Biologie
Feedback wordt gedefinieerd als de verkregen informatie over een reactie op een product, waardoor het product kan worden gewijzigd. Feedback loops zijn daarom het proces waarbij een verandering in het systeem resulteert in een alarm dat een bepaald resultaat zal veroorzaken. Dit resultaat zal ofwel de verandering in het systeem verhogen of verminderen om het systeem weer normaal te maken. Er zijn nog enkele vragen: Hoe werken deze systemen? Wat is een positieve feedback? Wat is negatieve feedback? Waar vinden we deze systemen in de natuur?

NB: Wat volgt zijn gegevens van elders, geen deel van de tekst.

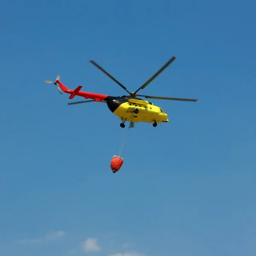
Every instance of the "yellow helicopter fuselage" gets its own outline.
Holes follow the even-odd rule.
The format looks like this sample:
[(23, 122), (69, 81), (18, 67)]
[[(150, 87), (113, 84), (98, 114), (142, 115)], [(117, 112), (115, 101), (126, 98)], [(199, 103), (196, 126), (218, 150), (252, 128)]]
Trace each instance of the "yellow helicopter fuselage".
[(109, 109), (123, 121), (151, 123), (168, 122), (168, 115), (162, 108), (138, 98), (108, 96), (106, 101)]

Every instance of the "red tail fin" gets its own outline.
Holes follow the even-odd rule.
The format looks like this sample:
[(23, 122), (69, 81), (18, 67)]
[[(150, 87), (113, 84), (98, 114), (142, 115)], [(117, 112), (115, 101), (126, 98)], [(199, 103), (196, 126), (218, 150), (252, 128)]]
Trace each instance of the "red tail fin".
[(82, 86), (81, 86), (81, 85), (79, 85), (78, 87), (77, 87), (77, 88), (76, 88), (73, 91), (73, 93), (72, 93), (70, 96), (69, 97), (69, 98), (70, 99), (73, 99), (73, 98), (74, 98), (74, 97), (75, 97), (75, 96), (76, 96), (76, 95), (77, 95), (77, 93), (79, 92), (79, 91), (81, 90), (81, 88), (82, 88)]

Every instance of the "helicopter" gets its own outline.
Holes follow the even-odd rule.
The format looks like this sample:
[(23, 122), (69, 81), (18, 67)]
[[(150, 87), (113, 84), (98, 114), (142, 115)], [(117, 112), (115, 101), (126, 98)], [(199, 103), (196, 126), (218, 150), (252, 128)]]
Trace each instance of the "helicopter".
[[(144, 89), (175, 59), (175, 56), (172, 56), (146, 82), (136, 91), (132, 93), (129, 91), (126, 87), (94, 61), (89, 61), (90, 62), (105, 73), (129, 93), (128, 95), (124, 95), (122, 96), (113, 96), (101, 94), (99, 93), (94, 93), (81, 91), (80, 90), (82, 87), (81, 86), (78, 86), (74, 90), (70, 90), (60, 81), (60, 76), (59, 75), (57, 76), (55, 82), (47, 80), (44, 80), (44, 82), (47, 83), (54, 84), (61, 94), (62, 94), (61, 90), (66, 93), (69, 93), (70, 94), (69, 97), (69, 99), (73, 99), (76, 96), (83, 97), (86, 99), (91, 99), (88, 100), (68, 103), (67, 104), (69, 105), (92, 102), (106, 103), (111, 112), (119, 117), (119, 119), (122, 120), (122, 122), (120, 124), (120, 126), (122, 128), (124, 128), (125, 127), (125, 122), (130, 122), (129, 127), (130, 128), (134, 127), (134, 123), (138, 123), (140, 122), (152, 123), (153, 127), (156, 127), (158, 123), (167, 123), (169, 122), (167, 113), (161, 108), (154, 105), (153, 103), (149, 101), (139, 97), (143, 97), (145, 99), (190, 102), (197, 102), (198, 100), (197, 99), (193, 99), (149, 96), (137, 94), (138, 92), (140, 90)], [(57, 85), (57, 84), (59, 85), (58, 87)]]

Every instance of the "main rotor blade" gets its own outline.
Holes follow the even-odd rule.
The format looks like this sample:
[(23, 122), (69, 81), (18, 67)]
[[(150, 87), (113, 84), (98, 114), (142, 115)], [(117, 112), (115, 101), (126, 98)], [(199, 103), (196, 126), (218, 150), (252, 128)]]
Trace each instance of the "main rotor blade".
[(137, 93), (141, 89), (144, 89), (146, 86), (148, 85), (157, 76), (161, 73), (173, 61), (176, 59), (175, 56), (173, 56), (156, 73), (152, 76), (144, 84), (142, 85), (137, 90), (134, 92)]
[(46, 84), (54, 84), (54, 82), (52, 81), (49, 81), (48, 80), (44, 80), (44, 82)]
[(135, 127), (134, 123), (133, 122), (130, 122), (129, 128), (134, 128)]
[(105, 73), (108, 76), (111, 78), (113, 81), (114, 81), (116, 84), (121, 86), (123, 89), (125, 90), (128, 93), (131, 94), (131, 93), (126, 89), (126, 87), (124, 86), (119, 81), (118, 81), (115, 78), (114, 78), (109, 73), (108, 73), (106, 70), (104, 70), (99, 65), (96, 63), (95, 61), (93, 60), (89, 61), (91, 63), (92, 63), (96, 66), (98, 68), (100, 69), (102, 72)]
[(186, 99), (184, 98), (173, 98), (171, 97), (158, 97), (158, 96), (148, 96), (147, 95), (138, 95), (141, 97), (145, 97), (147, 99), (170, 99), (172, 100), (181, 100), (183, 101), (197, 102), (198, 99)]
[(90, 100), (84, 100), (80, 102), (71, 102), (70, 103), (67, 103), (68, 105), (74, 105), (75, 104), (79, 104), (79, 103), (87, 103), (87, 102), (91, 102), (93, 101), (95, 101), (94, 99), (91, 99)]

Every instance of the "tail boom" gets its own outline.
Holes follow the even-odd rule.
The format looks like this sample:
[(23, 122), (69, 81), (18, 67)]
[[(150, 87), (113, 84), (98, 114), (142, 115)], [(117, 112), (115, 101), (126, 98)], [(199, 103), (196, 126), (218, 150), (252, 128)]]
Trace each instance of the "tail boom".
[(69, 93), (70, 96), (69, 97), (70, 99), (72, 99), (75, 96), (80, 96), (83, 97), (85, 99), (91, 99), (96, 102), (100, 102), (102, 100), (104, 100), (108, 95), (104, 95), (103, 94), (100, 94), (99, 93), (87, 93), (86, 92), (81, 92), (80, 90), (82, 88), (82, 86), (80, 85), (75, 90), (69, 90), (64, 84), (60, 82), (58, 80), (55, 81), (57, 83), (61, 90), (67, 93)]

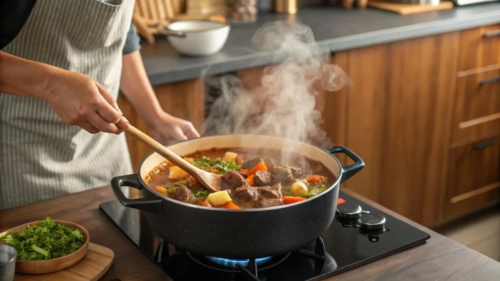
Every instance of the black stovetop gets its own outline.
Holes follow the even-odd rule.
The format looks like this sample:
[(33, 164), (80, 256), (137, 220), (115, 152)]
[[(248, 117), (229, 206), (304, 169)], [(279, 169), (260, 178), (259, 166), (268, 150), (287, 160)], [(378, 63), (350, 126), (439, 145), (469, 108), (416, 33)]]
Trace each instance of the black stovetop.
[[(342, 218), (338, 212), (328, 230), (309, 247), (264, 262), (222, 260), (224, 266), (214, 263), (220, 262), (220, 259), (188, 252), (164, 242), (148, 225), (141, 211), (125, 208), (118, 201), (104, 203), (100, 206), (132, 242), (174, 281), (322, 280), (421, 243), (430, 237), (346, 194), (340, 192), (339, 197), (342, 199), (339, 200), (342, 204), (338, 210), (357, 214), (360, 210), (355, 210), (359, 206), (362, 210), (362, 218)], [(342, 203), (342, 200), (345, 202)], [(385, 218), (385, 227), (382, 228), (379, 228), (380, 225), (374, 226), (377, 224), (372, 224), (374, 220), (378, 222), (383, 219), (380, 215)], [(372, 224), (361, 226), (361, 220)], [(370, 226), (370, 228), (378, 229), (368, 230)]]

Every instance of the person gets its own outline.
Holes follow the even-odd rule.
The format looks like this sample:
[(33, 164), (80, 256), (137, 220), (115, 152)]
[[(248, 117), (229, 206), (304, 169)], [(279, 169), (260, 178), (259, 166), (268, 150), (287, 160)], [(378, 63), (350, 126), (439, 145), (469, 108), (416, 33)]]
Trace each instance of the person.
[(132, 174), (120, 90), (160, 143), (200, 136), (160, 106), (134, 8), (133, 0), (38, 0), (0, 50), (0, 210)]

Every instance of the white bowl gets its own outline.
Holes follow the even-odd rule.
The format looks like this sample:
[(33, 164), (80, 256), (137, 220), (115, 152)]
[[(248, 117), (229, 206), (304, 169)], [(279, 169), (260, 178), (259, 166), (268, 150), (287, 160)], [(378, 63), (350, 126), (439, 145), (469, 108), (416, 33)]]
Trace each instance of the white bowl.
[(217, 53), (226, 44), (230, 29), (224, 22), (210, 20), (180, 20), (166, 26), (170, 45), (187, 56), (206, 56)]

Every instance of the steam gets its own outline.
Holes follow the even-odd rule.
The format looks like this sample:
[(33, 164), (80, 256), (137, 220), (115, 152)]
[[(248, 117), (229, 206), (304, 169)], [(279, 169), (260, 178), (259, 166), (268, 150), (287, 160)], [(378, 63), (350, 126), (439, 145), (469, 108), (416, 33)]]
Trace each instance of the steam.
[[(207, 134), (265, 134), (330, 148), (320, 128), (322, 99), (317, 90), (327, 94), (338, 90), (345, 84), (345, 72), (330, 64), (330, 52), (315, 43), (308, 26), (295, 22), (268, 22), (252, 42), (258, 49), (274, 50), (274, 61), (280, 63), (266, 68), (260, 86), (252, 89), (244, 86), (244, 80), (256, 78), (242, 81), (227, 75), (209, 80), (220, 94), (212, 101)], [(290, 153), (283, 153), (286, 161)]]

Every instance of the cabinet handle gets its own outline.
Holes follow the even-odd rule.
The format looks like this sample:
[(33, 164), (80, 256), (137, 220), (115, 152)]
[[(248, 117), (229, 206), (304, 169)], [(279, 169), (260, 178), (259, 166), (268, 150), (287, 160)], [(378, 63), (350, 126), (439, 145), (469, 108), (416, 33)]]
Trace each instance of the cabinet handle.
[(500, 82), (500, 76), (498, 77), (495, 77), (494, 78), (491, 78), (490, 79), (484, 79), (482, 80), (479, 82), (479, 84), (483, 86), (484, 85), (487, 85), (488, 84), (491, 84), (492, 83), (494, 83), (495, 82)]
[(500, 30), (497, 30), (495, 31), (492, 31), (490, 32), (486, 32), (482, 36), (484, 38), (488, 38), (490, 37), (494, 37), (495, 36), (500, 36)]
[(486, 142), (480, 142), (479, 144), (474, 144), (474, 146), (472, 147), (472, 150), (484, 150), (486, 148), (489, 148), (490, 146), (492, 146), (495, 145), (495, 141), (494, 140), (486, 140)]

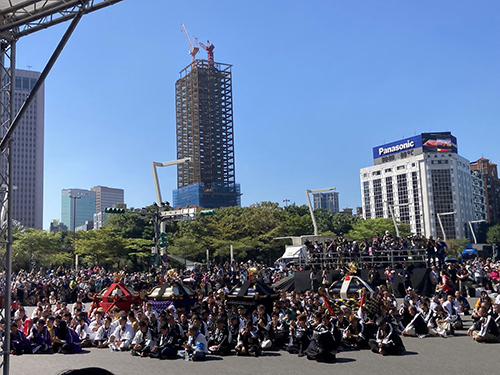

biologische systemen werken op een mechanisme van in-en uitgangen, elk veroorzaakt door en veroorzaakt door een bepaalde gebeurtenis. Een feedbacklus is een biologisch verschijnsel waarbij de output van een systeem het systeem versterkt (positieve feedback) of het systeem remt (negatieve feedback). De terugkoppelingslussen zijn belangrijk omdat zij levende organismen toestaan om homeostase te handhaven. Homeostase is het mechanisme dat ons in staat stelt om onze interne omgeving relatief constant te houden – niet te warm, of te koud, niet te hongerig of moe. Het niveau van energie dat een organisme nodig heeft om homeostase te behouden, hangt af van het type organisme, evenals de omgeving waarin het zich bevindt. Een koudbloedige vis houdt bijvoorbeeld zijn temperatuur op hetzelfde niveau als het water eromheen, en hoeft dus zijn interne temperatuur niet te controleren. Vergelijk dit met een warmbloedige walvis in dezelfde omgeving: hij moet zijn lichaamstemperatuur hoger houden dan die van het water eromheen, en dus zal hij meer energie besteden aan temperatuurregeling. Dit is een verschil tussen ectothermen en endothermen: een ectotherm gebruikt de omgevingstemperatuur om zijn interne temperatuur te regelen (bijvoorbeeld reptielen, amfibieën en vissen), terwijl een endotherm homeostase gebruikt om zijn interne temperatuur te handhaven. Endothermen kunnen hun metabolisme handhaven op een constante snelheid, waardoor constante beweging, reactie en interne processen, terwijl ectothermen hun metabolisme niet kunnen handhaven op een constante snelheid. Dit betekent dat hun beweging, reactie en interne processen afhankelijk zijn van voldoende externe warmte, maar het betekent ook dat ze minder energie nodig hebben in de vorm van voedsel, omdat hun lichaam niet constant brandstof verbrandt.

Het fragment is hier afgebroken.